Difficile de considérer un album de Prince comme "à part", tant sa discographie est éclectique et a abordé tous les genres, du pur rock au RnB en passant par le jazz fusion, le blues, la soul, le funk et l'expérimental au travers de plus d'un millier de compositions. Mais Sign 'O' the Times, considéré par plusieurs observateurs comme parmi les meilleurs albums de tous les temps, est clairement un album "à part", et pourtant jamais Prince n'aura fait autant du Prince qu'ici.
Réalisé quasiment entièrement tout seul (à part quelques cuivres et quelques morceaux live), Sign 'O' the Times est sans aucun doute l'un des albums les plus aboutis musicalement de la discographie de Prince, maturé longtemps au cours de plusieurs projets abandonnés.

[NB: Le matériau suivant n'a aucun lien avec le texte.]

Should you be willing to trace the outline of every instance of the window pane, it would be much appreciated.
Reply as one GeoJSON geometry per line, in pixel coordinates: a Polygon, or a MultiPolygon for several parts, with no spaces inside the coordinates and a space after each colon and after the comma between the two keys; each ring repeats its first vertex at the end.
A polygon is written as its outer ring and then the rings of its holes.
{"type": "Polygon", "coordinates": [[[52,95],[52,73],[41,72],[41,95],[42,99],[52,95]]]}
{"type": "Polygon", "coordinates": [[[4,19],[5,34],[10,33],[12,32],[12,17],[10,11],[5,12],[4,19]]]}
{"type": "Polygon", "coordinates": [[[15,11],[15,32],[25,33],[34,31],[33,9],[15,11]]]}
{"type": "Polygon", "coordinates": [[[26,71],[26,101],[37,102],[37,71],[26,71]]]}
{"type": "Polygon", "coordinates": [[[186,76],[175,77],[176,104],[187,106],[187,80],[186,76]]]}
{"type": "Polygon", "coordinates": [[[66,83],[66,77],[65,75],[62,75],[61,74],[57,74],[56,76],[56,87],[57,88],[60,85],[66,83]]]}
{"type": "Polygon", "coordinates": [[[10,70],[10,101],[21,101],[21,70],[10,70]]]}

L'ouverture se fait sur le morceau donnant son nom à l'album. La rythmique et les sonorités sont riches et puissantes, l'alchimie musicale opère totalement dès les premières notes et ne quittera jamais l'auditeur, même après la fin de l'album. Les musiques suivantes, qui s'affranchissent régulièrement des structures conventionnelles "couplet-refrain-couplet", s'enchaînent sans fausse note et s'aventurent dans des funks ardents (Housequake) comme dans des circonvolutions mélancoliques (The Ballad of Dorothy Parker), à quoi répondent d'autres thèmes chers à Prince, la sexualité débridée (le sombre et violent It), l'amour inconditionnel (If I Was Your Girlfriend ; Forever in my Life, Adore), la joie (It's Gonna Be A Beautiful Night). Sign 'O' the Times est avant tout un album mélodique et poétique : les textes sont d'une profondeur hors du commun et d'une sensibilité inouïe. Multipliant les nuances pour affiner son propos, Prince tisse une histoire d'amour, de sexe, de sentiments exacerbés, de regrets, d'espoirs.
Sign 'O' the Times est une échappée musicale grandiose et unique en son genre, d'une complexité et d'une richesse le rendant peut-être initialement difficile d'accès. La bande-son d'une vie. Hors du temps.